An article “Negative selection-based artificial immune system (NegSl-AIS) - A hybrid multimodal emotional effect classification model” was written utilizing AIS for emotion detection was published last year. (https://doi.org/10.1016/j.rineng.2025.106601) I tried replicating the paper, but failed at getting the original data. I did build out a proof of concept and developed a “working” local and private (no internet needed, but low accuracy) version.

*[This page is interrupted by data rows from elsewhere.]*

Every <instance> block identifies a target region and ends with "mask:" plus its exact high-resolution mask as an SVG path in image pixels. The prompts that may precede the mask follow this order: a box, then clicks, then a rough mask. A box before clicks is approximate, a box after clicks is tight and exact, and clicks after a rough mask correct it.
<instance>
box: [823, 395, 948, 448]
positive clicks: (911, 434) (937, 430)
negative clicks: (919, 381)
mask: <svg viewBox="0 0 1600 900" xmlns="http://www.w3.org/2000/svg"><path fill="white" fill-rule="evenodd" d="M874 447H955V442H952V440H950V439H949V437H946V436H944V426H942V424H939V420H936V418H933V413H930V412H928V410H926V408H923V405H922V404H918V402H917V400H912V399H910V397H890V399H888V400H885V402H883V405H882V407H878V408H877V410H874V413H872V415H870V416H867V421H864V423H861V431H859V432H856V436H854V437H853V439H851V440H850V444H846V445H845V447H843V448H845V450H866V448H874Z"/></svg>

It is still a WIP and will be pushing to a public version once I get enough antibodies and trained tiny to small open source models as immune cells. I wrote about it in a previous post (https://www.lesswrong.com/posts/maZuipxiHfG9ZfQ2T/me-myself-and-ai), but it went under the radar.
Just like the human body, and more specifically the brain, we develop in response to a complex network of analog and digital-like biological computers that range in tasks, roles, training, etc. For AI alignment, safety, and security, we should be looking at biology for inspiration. It has solved most of the problems we fear, but the catch is that it can also result in so many more. The world of information technology is getting just as complex as life on this planet, so let’s use what we have to create a p(utopia), not a p(doomtopia).